Data Report ARTICLE
A Novel Full-Length Transcriptome Resource for Black Tiger Shrimp (Penaeus monodon) Developed Using Isoform Sequencing (Iso-Seq)
- 1National Omics Center, National Center for Genetic Engineering and Biotechnology (BIOTEC), National Science and Technology Development Agency, Pathum Thani, Thailand
- 2National Center for Genetic Engineering and Biotechnology (BIOTEC), National Science and Technology Development Agency, Pathum Thani, Thailand
The black tiger shrimp, Penaeus monodon, is one of the major cultured penaeid shrimp species, contributing 9% of total crustacean production (FAO, 2018). With its economic and nutritional importance, extensive research and development programs have been initiated to gain better understanding of various biological processes in black tiger shrimp and to apply this basic knowledge to improve farming practices and advance selective breeding programs with an ultimate goal of sustainable shrimp farming industry. Although several transcriptome studies in shrimp have been performed using expressed sequence tags (ESTs) (Lehnert et al., 1999; Supungul et al., 2002; Tassanakajon et al., 2006), microarray technology (Karoonuthaisiri et al., 2009; Wongsurawat et al., 2010; Leelatanawit et al., 2011; Uawisetwathana et al., 2011), and second-generation sequencing (SGS) technologies (Rotllant et al., 2015; Nguyen et al., 2016; Huerlimann et al., 2018; Uengwetwanit et al., 2018), the efforts were significantly impeded by the lack of high-quality reference genome assembly in this organism. It is also extremely challenging to obtain a complete, full-length transcriptome assembly from short-read RNA sequencing (RNAseq) data given the high contents of repetitive elements, which have been estimated to be 46.68–51.18% (Huang et al., 2011; Yuan et al., 2018).

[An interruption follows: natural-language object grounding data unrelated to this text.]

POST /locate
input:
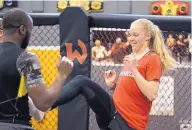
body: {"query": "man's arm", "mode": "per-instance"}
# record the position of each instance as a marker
(35, 113)
(42, 97)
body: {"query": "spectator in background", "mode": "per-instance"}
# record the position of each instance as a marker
(170, 42)
(116, 52)
(181, 47)
(127, 46)
(99, 52)
(1, 29)
(188, 43)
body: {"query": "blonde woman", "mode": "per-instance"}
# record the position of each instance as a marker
(137, 85)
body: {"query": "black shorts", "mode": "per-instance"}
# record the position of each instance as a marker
(9, 126)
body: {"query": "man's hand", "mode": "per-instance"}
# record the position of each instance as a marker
(110, 77)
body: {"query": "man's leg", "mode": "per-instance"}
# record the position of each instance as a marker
(9, 126)
(96, 97)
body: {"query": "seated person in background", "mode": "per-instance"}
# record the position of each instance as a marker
(116, 52)
(170, 41)
(1, 28)
(127, 46)
(181, 47)
(99, 52)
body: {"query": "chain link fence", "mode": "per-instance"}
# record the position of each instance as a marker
(45, 44)
(172, 109)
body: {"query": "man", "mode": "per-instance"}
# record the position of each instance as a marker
(34, 112)
(20, 74)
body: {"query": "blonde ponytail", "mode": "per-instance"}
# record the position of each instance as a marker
(160, 49)
(157, 44)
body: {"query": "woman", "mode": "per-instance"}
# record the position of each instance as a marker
(137, 85)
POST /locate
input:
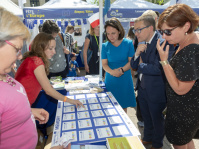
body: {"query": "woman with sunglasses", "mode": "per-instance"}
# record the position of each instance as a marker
(17, 124)
(116, 55)
(177, 24)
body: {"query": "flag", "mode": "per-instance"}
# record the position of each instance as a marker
(21, 2)
(94, 20)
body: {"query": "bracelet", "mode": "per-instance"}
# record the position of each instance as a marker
(122, 69)
(65, 98)
(163, 63)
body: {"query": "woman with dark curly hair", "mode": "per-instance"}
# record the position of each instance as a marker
(32, 73)
(177, 24)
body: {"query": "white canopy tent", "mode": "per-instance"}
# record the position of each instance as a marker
(194, 4)
(132, 8)
(12, 7)
(63, 10)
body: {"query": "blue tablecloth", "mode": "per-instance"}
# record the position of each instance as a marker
(50, 104)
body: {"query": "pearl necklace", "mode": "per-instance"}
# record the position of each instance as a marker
(9, 80)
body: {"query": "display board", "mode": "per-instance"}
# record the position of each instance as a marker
(101, 117)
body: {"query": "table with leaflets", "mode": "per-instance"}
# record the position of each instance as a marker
(100, 118)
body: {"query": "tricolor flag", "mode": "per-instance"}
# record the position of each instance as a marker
(94, 20)
(21, 2)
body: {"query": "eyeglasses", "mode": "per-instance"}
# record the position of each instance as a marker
(111, 21)
(14, 46)
(167, 31)
(139, 30)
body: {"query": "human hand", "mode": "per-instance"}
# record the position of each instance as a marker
(61, 147)
(40, 115)
(66, 51)
(78, 71)
(77, 103)
(141, 48)
(117, 72)
(87, 68)
(163, 54)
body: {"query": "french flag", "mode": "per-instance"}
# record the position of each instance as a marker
(94, 20)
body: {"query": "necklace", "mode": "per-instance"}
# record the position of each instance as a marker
(9, 80)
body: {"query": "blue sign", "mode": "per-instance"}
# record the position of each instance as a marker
(31, 13)
(128, 13)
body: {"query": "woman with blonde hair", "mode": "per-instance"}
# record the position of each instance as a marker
(69, 41)
(116, 55)
(17, 124)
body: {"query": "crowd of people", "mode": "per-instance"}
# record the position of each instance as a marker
(162, 48)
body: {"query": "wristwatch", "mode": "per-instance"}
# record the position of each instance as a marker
(163, 63)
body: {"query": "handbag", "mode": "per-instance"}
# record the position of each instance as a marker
(89, 53)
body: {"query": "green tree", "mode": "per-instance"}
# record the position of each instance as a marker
(97, 2)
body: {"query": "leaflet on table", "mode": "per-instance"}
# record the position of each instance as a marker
(88, 147)
(76, 86)
(125, 117)
(130, 142)
(101, 117)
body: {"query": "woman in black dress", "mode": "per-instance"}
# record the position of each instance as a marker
(177, 24)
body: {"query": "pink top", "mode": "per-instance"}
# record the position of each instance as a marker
(17, 125)
(25, 75)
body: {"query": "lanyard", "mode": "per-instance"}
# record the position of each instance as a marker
(97, 42)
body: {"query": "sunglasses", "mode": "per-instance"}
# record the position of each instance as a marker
(167, 31)
(139, 30)
(111, 21)
(14, 46)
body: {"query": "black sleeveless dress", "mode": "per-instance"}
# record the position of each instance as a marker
(182, 118)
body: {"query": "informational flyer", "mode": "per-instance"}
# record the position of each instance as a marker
(100, 118)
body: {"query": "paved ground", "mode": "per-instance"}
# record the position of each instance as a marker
(167, 145)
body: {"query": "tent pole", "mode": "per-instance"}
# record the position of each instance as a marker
(100, 37)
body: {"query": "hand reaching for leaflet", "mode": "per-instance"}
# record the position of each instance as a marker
(40, 115)
(116, 72)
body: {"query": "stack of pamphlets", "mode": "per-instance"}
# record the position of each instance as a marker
(130, 142)
(57, 82)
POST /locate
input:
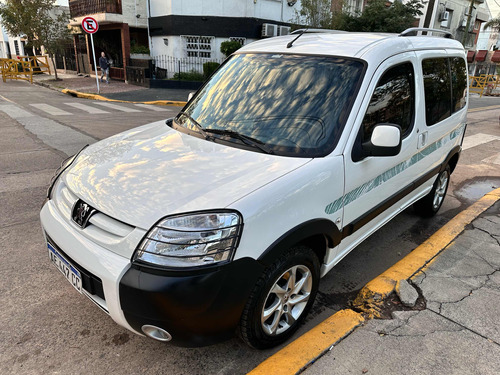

In this study, we applied long-read Pacific Biosciences (PacBio) isoform sequencing (Iso-seq) to generate the first full-length transcriptome assembly for black tiger shrimp. Full-length mRNA sequences from nine major organs and hemocytes were obtained using PacBio's circular consensus sequencing (CCS) technology. PacBio sequencing platform enables full-length transcripts from their 5′ ends to poly(A) tails to be captured in single long reads, making this an ideal approach for constructing a reference transcriptome assembly without reference genome sequences (Dong et al., 2015; Kuo et al., 2017; Workman et al., 2018). The ability to capture full-length transcripts also facilitates the discovery of novel isoforms and alternative transcripts that vary with developmental stages (Thatcher et al., 2016), cell types (Swarup et al., 2016) and stress conditions (Yan et al., 2012; Liu et al., 2016). Without a high-quality genome sequence draft, we believe that this high-quality reference transcriptome assembly will be a valuable resource for transcriptome profiling studies under various conditions in black tiger shrimp.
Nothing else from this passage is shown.